Believers are aware of the need for prayer, yet something has seemingly been lost. The archbishop framed the dilemma in terms of garbled communications.

“We fall into the absurdity of trying to express ourselves in a foreign language that we suppose we know — but instead, often without being understood by the native speaker,” he suggested. “The first reaction is to think there is no way out between the desire and need to pray, and the relentless pressure of daily commitments,” he said.

What, then, is the solution?

“The most immediate response,” Archbishop Fisichella told the audience, “is both simple and demanding: One prays when one is in the presence of God.”

And that’s demanding because it asks for both conviction and silence.

“Any understanding between God and man must be on the basis of God’s language, not our language. Therefore, in prayer, one must first be convinced of standing before a God who has spoken first,” the archbishop said. “It is necessary … to listen, and to receive the gift offered. Listening requires silence — without which the Word does not reach us, leaving us incapable of entering into a real and authentic relationship with God.”

Liturgical prayer, Archbishop Fisichella shared, finds its reason for being in supporting the proclamation of the Gospel.

“Prayer, therefore, is not extraneous to evangelization,” emphasized the archbishop, “which remains the first and indispensable action of the Church.”

Prayer, and the breaking of the bread — the liturgy — belong together, he said, complementing one another and informing “a program of life in which evangelization, prayer, liturgy, charity, and holiness of life form a whole — giving meaning to existence, and making the Gospel credible to our contemporaries.”
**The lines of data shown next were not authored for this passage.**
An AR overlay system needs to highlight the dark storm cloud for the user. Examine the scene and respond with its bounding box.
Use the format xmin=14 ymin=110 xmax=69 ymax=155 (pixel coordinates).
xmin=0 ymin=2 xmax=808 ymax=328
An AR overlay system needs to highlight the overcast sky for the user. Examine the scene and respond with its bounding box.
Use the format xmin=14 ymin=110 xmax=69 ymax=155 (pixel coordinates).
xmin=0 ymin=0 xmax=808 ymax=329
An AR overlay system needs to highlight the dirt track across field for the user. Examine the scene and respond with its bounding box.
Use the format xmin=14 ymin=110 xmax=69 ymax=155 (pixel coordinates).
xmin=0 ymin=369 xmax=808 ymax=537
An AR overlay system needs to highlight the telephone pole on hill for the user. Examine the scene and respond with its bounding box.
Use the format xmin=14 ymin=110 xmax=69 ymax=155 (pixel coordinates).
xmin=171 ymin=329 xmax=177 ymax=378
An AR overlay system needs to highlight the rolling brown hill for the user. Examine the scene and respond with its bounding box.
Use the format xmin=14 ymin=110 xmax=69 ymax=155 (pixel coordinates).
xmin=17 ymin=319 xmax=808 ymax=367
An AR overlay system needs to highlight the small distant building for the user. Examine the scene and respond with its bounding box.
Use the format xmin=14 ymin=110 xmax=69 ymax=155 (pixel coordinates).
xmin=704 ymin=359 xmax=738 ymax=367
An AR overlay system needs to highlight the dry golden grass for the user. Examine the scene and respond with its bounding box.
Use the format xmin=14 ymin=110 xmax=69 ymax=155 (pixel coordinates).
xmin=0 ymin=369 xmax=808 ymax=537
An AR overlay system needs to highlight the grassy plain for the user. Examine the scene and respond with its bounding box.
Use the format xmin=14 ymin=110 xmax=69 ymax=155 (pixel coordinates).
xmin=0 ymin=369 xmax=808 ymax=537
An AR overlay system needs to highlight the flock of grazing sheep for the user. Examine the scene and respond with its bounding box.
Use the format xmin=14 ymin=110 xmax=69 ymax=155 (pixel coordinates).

We need to be certain of the presence of God, the archbishop said, so prayer doesn’t become “a personal illusion. Believers must be offered a certainty that reassures them. Who can guarantee this certainty?” he asked.

The Church can, answered Archbishop Fisichella, “within whose communion I am to receive the assurance that God’s word will ring out to me — not from the far distant past, but as close and engaging … as my presence here and now is concrete.”

Liturgical prayer is the prototype of the Church’s prayer, noted the archbishop — and the priest is called to be a guarantee, for those who participate in the Eucharist, of the presence of God. Mercy and faithfulness should characterize his office.

Beauty is an essential element of the liturgy, Archbishop Fisichella added, “in order to evoke in every believer the supreme reality of encounter with the mystery of God.” If beauty is lacking, he proposed, so is love — and without love, the meaning of life and the effectiveness is prayer is also lacking.

It’s important, however, to remember the essential function of the liturgy.

“All this is not primarily aimed at communicating doctrine,” the archbishop told his listeners, “but evoking the presence of God.”

Ultimately, prayer is both a personal and a communal act.

“Prayer is essential to faith,” concluded Archbishop Fisichella. “Every prayer is permeated by faith in the mystery of the Trinity — it is addressed to the Father, to Christ, and the Holy Spirit, and remains in its ecclesial dimension as an action of the Church, in the Church, and for the Church.”

Archbishop Fisichella’s lecture was hosted by Welcoming Children in Worship, a four-year pastoral initiative led by Jem Sullivan, an associate professor of practice in Catechetics at Catholic University’s School of Theology and Religious Studies.